In their defense, defendants at least spare the Court the farcical claim that the contested statements are true. They instead argue that the lies were a sort of necessary, coddling encouragement, like telling a child he can be an astronaut if he wants to be. Most children, of course, cannot be astronauts, due either to their complete lack of competence in physics or the gap in their resumes where their naval aviation career ought to be. Similarly, defendants claim, of course not every 1L can land in New York or D.C., but 1Ls’ believing they can is critical to maintaining their hopeful spirits. Likewise, if 1Ls knew people would remember in stunning detail every excruciating moment of their hideous attempts to explain easements or substantive due process, they wouldn’t even have the courage to show up to class.

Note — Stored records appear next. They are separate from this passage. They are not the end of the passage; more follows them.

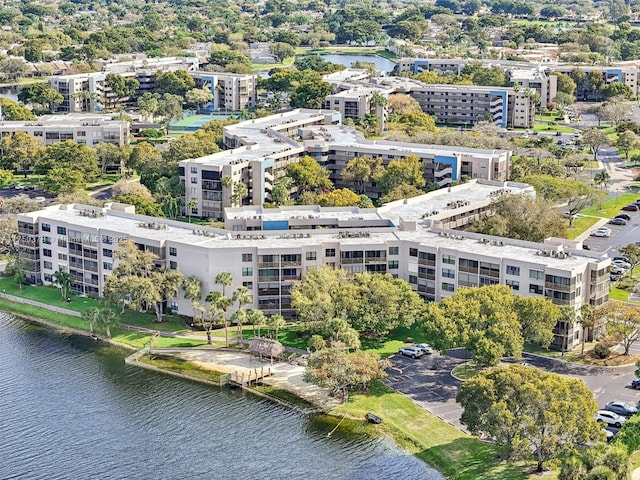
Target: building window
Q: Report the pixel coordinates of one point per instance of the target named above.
(536, 289)
(448, 287)
(511, 270)
(513, 284)
(448, 273)
(536, 274)
(450, 259)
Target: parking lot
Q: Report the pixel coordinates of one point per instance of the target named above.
(428, 382)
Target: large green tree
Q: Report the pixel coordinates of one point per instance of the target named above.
(527, 410)
(138, 283)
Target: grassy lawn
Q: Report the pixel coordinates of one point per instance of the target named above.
(623, 288)
(580, 225)
(611, 207)
(456, 454)
(181, 366)
(545, 127)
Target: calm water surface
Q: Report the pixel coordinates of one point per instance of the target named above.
(71, 411)
(384, 65)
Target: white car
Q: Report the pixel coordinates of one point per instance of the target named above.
(412, 352)
(621, 264)
(601, 232)
(610, 418)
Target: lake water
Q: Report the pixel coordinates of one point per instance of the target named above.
(70, 410)
(382, 64)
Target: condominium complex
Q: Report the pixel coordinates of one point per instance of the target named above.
(399, 239)
(260, 149)
(82, 128)
(90, 92)
(355, 96)
(231, 91)
(537, 76)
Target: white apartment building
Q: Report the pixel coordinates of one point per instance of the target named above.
(435, 262)
(87, 129)
(260, 149)
(231, 92)
(88, 91)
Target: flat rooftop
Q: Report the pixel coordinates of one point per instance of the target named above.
(129, 225)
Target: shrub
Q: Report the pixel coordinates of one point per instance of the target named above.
(602, 350)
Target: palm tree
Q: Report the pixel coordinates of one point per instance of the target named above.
(107, 318)
(219, 304)
(225, 279)
(243, 296)
(63, 280)
(256, 318)
(192, 287)
(277, 322)
(191, 204)
(92, 315)
(587, 321)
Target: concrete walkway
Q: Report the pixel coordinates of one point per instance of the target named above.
(283, 374)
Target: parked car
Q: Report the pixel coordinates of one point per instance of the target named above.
(621, 264)
(425, 347)
(631, 208)
(610, 418)
(412, 352)
(621, 408)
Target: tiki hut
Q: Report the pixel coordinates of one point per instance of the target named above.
(266, 348)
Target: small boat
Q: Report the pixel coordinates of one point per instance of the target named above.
(371, 418)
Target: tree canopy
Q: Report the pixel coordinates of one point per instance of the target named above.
(529, 410)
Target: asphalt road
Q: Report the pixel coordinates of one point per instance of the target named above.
(428, 381)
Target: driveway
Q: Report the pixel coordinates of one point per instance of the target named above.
(428, 381)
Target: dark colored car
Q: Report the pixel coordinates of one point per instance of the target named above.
(618, 221)
(621, 408)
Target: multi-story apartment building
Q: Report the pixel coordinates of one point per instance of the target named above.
(261, 148)
(89, 91)
(231, 92)
(396, 240)
(531, 75)
(82, 128)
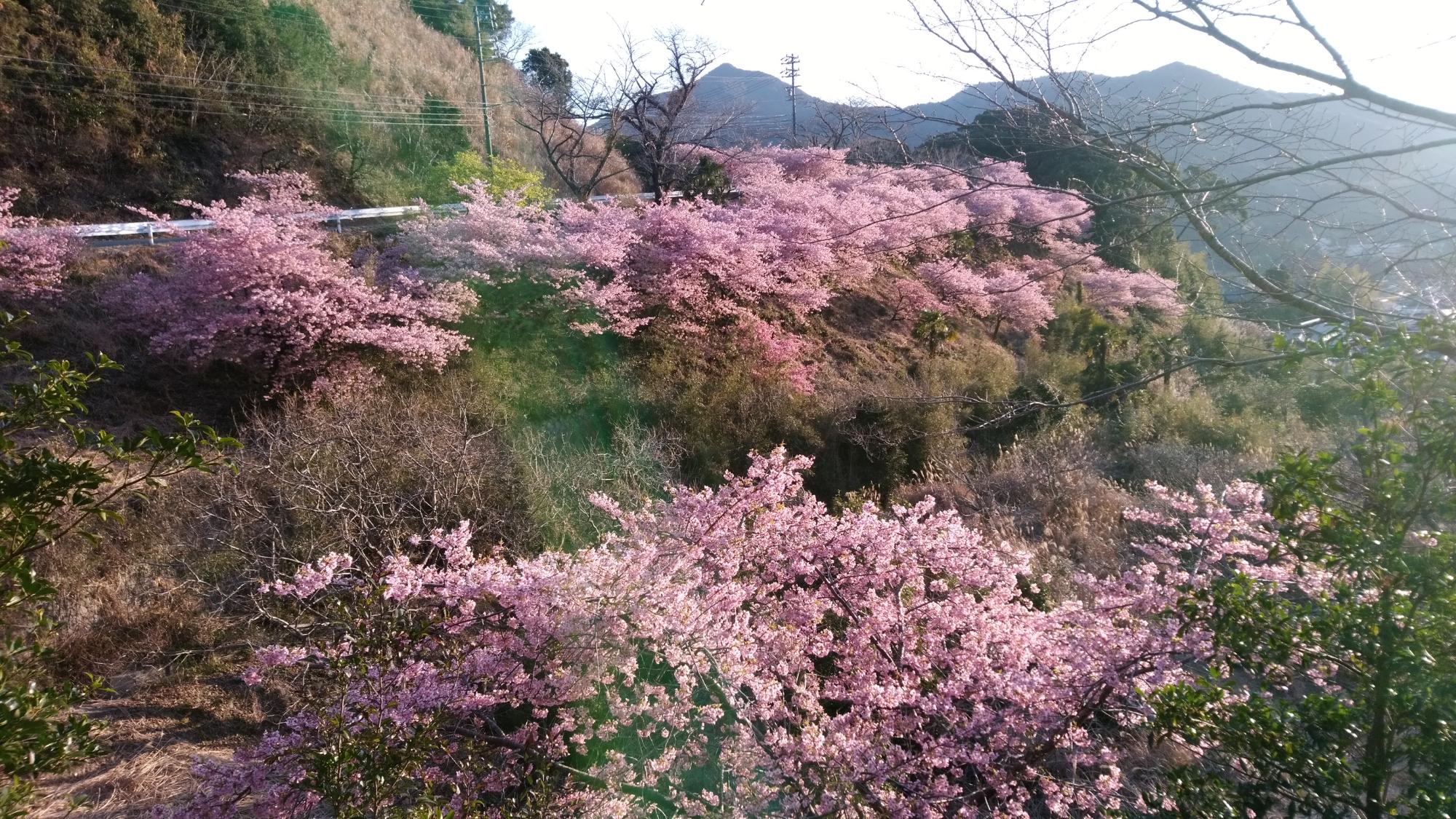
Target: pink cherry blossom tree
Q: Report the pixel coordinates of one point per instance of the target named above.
(266, 292)
(735, 652)
(804, 228)
(33, 258)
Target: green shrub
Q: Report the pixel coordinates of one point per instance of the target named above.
(58, 478)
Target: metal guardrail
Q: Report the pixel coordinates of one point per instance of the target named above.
(174, 229)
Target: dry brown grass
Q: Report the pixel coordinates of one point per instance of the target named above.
(408, 59)
(152, 740)
(1048, 491)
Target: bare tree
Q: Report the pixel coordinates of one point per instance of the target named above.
(577, 127)
(1346, 173)
(662, 110)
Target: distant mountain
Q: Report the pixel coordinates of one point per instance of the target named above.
(1238, 146)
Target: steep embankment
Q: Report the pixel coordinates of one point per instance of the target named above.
(110, 104)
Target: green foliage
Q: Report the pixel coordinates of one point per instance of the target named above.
(573, 413)
(548, 71)
(502, 177)
(708, 180)
(1133, 231)
(458, 18)
(934, 330)
(59, 477)
(1375, 516)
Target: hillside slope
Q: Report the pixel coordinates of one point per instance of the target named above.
(111, 104)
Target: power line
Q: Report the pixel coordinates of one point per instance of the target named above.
(791, 72)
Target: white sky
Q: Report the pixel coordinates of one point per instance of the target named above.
(874, 49)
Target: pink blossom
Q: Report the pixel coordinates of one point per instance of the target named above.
(263, 290)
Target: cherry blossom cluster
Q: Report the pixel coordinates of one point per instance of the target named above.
(33, 258)
(804, 226)
(736, 652)
(264, 290)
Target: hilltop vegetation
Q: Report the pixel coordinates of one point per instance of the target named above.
(114, 104)
(844, 483)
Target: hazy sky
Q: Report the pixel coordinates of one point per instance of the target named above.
(876, 49)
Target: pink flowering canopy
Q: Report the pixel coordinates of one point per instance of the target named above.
(806, 226)
(33, 258)
(735, 652)
(264, 290)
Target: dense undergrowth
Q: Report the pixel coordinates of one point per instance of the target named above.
(117, 104)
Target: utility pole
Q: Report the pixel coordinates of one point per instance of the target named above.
(791, 72)
(480, 62)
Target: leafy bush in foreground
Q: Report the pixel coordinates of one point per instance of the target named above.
(732, 652)
(58, 477)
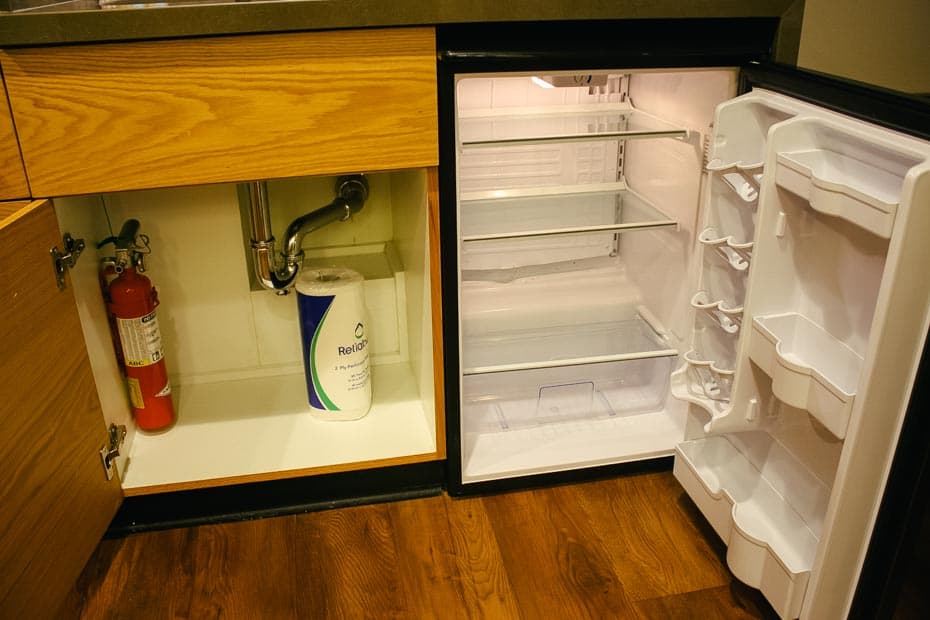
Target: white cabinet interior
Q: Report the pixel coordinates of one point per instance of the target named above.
(234, 354)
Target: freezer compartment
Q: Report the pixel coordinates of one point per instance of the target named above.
(556, 419)
(765, 506)
(810, 369)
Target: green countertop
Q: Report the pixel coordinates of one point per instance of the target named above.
(80, 21)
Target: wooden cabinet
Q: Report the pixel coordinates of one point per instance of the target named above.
(96, 118)
(12, 176)
(55, 501)
(200, 115)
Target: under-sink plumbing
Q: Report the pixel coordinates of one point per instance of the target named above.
(276, 272)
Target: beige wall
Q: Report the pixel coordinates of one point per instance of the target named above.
(882, 42)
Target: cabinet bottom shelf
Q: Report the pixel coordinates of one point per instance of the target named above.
(259, 429)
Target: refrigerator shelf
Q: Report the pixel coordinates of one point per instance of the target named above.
(810, 369)
(561, 345)
(514, 214)
(843, 187)
(560, 124)
(770, 544)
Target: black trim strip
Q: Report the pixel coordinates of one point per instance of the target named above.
(565, 477)
(277, 497)
(905, 505)
(606, 44)
(909, 114)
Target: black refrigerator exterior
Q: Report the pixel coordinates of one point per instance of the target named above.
(749, 45)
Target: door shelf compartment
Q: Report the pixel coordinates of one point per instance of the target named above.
(546, 125)
(508, 214)
(561, 345)
(737, 254)
(843, 187)
(810, 369)
(729, 319)
(504, 403)
(770, 545)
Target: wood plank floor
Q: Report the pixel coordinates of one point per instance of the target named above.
(630, 547)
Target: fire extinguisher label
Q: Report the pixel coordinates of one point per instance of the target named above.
(135, 393)
(141, 340)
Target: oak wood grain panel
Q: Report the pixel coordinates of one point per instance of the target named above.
(435, 279)
(11, 208)
(153, 114)
(12, 176)
(55, 501)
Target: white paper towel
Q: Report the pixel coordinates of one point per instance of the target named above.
(331, 306)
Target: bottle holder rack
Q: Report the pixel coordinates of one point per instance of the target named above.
(744, 179)
(706, 379)
(737, 255)
(728, 319)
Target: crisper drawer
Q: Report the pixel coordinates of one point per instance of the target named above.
(556, 419)
(151, 114)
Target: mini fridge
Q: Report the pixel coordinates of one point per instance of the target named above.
(708, 259)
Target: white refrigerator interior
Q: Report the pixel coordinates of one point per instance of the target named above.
(652, 267)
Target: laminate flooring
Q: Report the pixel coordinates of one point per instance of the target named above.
(628, 547)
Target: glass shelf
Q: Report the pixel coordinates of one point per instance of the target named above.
(561, 345)
(513, 214)
(504, 127)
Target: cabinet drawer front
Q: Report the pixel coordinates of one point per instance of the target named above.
(12, 176)
(151, 114)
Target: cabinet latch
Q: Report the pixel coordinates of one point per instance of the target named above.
(115, 436)
(64, 260)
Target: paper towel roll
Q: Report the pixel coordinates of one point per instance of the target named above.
(331, 306)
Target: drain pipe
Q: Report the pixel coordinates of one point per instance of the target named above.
(351, 194)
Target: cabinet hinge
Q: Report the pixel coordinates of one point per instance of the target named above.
(115, 436)
(64, 260)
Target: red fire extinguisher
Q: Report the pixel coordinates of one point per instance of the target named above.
(131, 300)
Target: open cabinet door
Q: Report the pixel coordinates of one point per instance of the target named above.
(55, 499)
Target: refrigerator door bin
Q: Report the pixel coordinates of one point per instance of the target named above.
(770, 543)
(844, 175)
(508, 214)
(560, 124)
(810, 369)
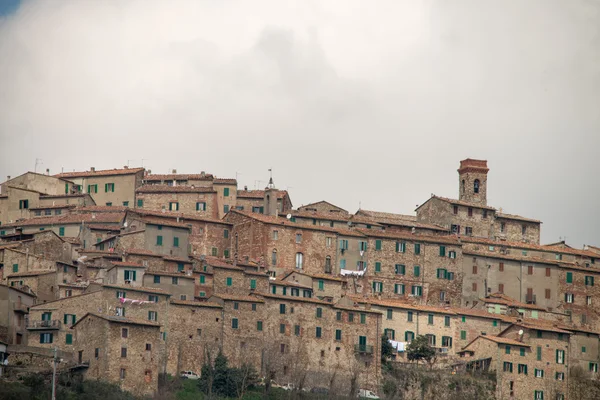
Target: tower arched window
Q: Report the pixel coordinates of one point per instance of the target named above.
(274, 257)
(299, 260)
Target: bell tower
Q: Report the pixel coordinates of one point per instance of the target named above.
(472, 181)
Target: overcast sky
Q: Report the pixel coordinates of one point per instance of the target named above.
(354, 102)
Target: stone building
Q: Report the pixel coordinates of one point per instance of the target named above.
(14, 308)
(121, 350)
(198, 200)
(530, 361)
(113, 187)
(470, 215)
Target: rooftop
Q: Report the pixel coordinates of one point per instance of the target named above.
(105, 172)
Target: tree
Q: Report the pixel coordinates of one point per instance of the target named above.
(386, 349)
(419, 349)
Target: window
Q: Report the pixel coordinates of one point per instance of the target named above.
(399, 288)
(400, 269)
(522, 369)
(569, 297)
(560, 356)
(377, 287)
(338, 335)
(400, 247)
(362, 245)
(46, 338)
(417, 248)
(446, 341)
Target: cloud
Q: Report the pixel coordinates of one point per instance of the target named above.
(353, 102)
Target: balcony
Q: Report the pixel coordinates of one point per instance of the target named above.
(20, 307)
(363, 349)
(44, 325)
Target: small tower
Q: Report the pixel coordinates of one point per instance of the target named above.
(472, 181)
(270, 199)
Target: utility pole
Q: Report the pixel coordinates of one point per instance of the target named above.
(54, 375)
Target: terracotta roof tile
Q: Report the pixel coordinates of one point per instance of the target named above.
(174, 215)
(105, 172)
(178, 177)
(517, 217)
(230, 297)
(225, 181)
(102, 218)
(258, 194)
(174, 189)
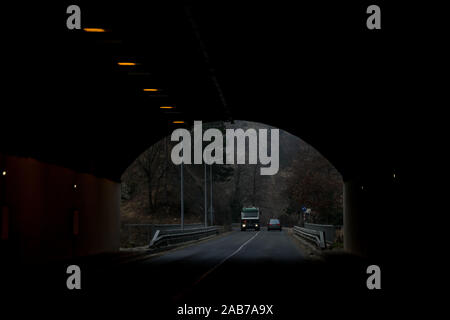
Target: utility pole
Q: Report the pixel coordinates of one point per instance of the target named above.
(211, 210)
(182, 197)
(206, 202)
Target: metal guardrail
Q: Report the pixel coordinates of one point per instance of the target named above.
(167, 237)
(146, 232)
(315, 236)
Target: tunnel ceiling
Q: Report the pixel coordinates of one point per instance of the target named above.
(312, 70)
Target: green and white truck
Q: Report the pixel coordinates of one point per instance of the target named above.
(250, 219)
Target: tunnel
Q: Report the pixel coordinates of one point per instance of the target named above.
(85, 104)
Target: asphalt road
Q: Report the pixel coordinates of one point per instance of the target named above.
(261, 268)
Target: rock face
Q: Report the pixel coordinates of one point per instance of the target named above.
(151, 185)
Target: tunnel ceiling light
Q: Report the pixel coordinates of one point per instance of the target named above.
(126, 63)
(94, 30)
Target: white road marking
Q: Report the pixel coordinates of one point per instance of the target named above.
(221, 262)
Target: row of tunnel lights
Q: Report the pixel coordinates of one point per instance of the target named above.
(130, 64)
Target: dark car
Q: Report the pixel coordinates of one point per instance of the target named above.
(274, 224)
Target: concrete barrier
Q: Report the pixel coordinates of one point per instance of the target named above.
(328, 229)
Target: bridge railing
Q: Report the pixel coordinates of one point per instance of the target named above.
(140, 234)
(315, 236)
(168, 237)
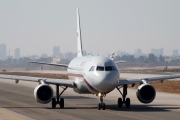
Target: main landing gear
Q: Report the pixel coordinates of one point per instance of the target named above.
(123, 100)
(101, 105)
(57, 100)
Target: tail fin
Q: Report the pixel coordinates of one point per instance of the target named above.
(79, 40)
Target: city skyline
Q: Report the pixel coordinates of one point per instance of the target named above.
(107, 26)
(56, 52)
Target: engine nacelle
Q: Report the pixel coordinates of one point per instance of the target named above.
(146, 93)
(43, 93)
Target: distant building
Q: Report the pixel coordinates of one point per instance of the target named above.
(17, 53)
(56, 51)
(157, 52)
(137, 53)
(44, 55)
(175, 53)
(121, 53)
(69, 55)
(2, 51)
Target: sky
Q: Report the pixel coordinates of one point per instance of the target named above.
(35, 26)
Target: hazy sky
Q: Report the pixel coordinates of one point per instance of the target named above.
(35, 26)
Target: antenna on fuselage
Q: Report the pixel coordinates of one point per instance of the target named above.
(79, 39)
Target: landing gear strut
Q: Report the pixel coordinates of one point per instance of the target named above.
(101, 105)
(123, 100)
(57, 100)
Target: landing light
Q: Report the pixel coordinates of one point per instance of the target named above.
(99, 94)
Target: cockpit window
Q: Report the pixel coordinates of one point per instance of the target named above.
(100, 68)
(92, 68)
(108, 68)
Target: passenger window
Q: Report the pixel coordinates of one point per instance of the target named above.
(108, 68)
(114, 68)
(92, 68)
(100, 68)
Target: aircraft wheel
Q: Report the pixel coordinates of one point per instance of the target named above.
(61, 103)
(120, 103)
(127, 102)
(53, 103)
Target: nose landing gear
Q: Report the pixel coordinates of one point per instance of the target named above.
(57, 100)
(101, 105)
(125, 100)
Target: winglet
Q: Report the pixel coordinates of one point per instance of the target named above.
(79, 40)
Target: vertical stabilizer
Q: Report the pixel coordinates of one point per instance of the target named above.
(79, 40)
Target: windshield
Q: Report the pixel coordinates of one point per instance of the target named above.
(100, 68)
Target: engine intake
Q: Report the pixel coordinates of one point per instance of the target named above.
(146, 93)
(43, 93)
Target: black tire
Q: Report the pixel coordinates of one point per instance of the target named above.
(104, 106)
(128, 102)
(120, 103)
(53, 103)
(99, 106)
(61, 103)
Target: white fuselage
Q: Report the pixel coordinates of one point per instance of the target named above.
(93, 74)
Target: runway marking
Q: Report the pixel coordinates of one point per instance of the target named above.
(9, 115)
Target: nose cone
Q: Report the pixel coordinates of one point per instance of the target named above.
(106, 81)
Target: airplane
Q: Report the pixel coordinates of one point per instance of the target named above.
(96, 75)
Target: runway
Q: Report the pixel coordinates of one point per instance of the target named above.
(17, 103)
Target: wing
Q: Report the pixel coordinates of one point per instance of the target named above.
(62, 65)
(148, 79)
(61, 82)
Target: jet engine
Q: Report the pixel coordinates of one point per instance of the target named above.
(43, 93)
(146, 93)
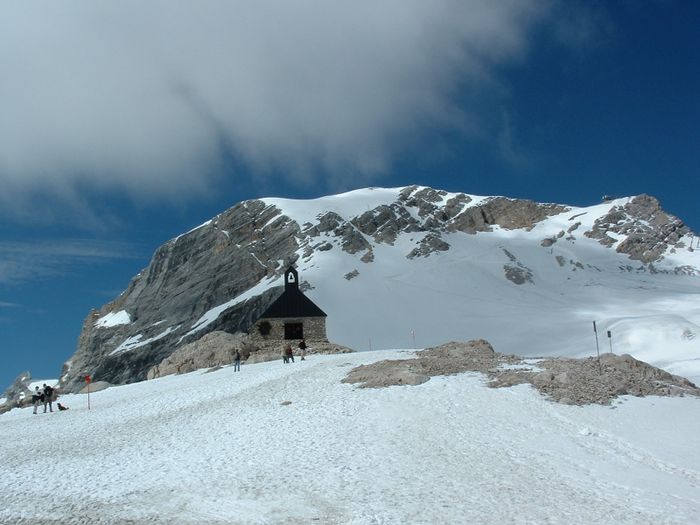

When I started this opinion, I thought I was going to agree with plaintiffs, but honestly I’ve kind of convinced myself here. How would anyone make it through 1L if they knew the truth that 2L was just as excruciating? Why would anyone bother learning the Rule Against Perpetuities if they knew their efforts would be in vain—that they were bound for Nowheresville or worse: Cleveland. In light of this change of heart, we’ve decided to reverse Judge Davies (for old time’s sake) and remand for trial on the main factual issue in this case—what was the biggest waste of 3Ls’ time in law school: journal tryouts or sucking up at firm receptions?

The Court of Petty Claims is REVERSED and the case is REMANDED for proceedings consistent with this opinion.

It is so ordered.

Justice Malkowski, concurring.

PAs, you say? I ran into a fellow who purported to be my PA at Libel rehearsals my 1L spring. I’d never seen him before. He felt bad for failing me and said I didn’t have to refill his beer. I proceeded to refill his beer. This concludes the history of my PAs and me.


[1] Except Professor Bonnie, probably.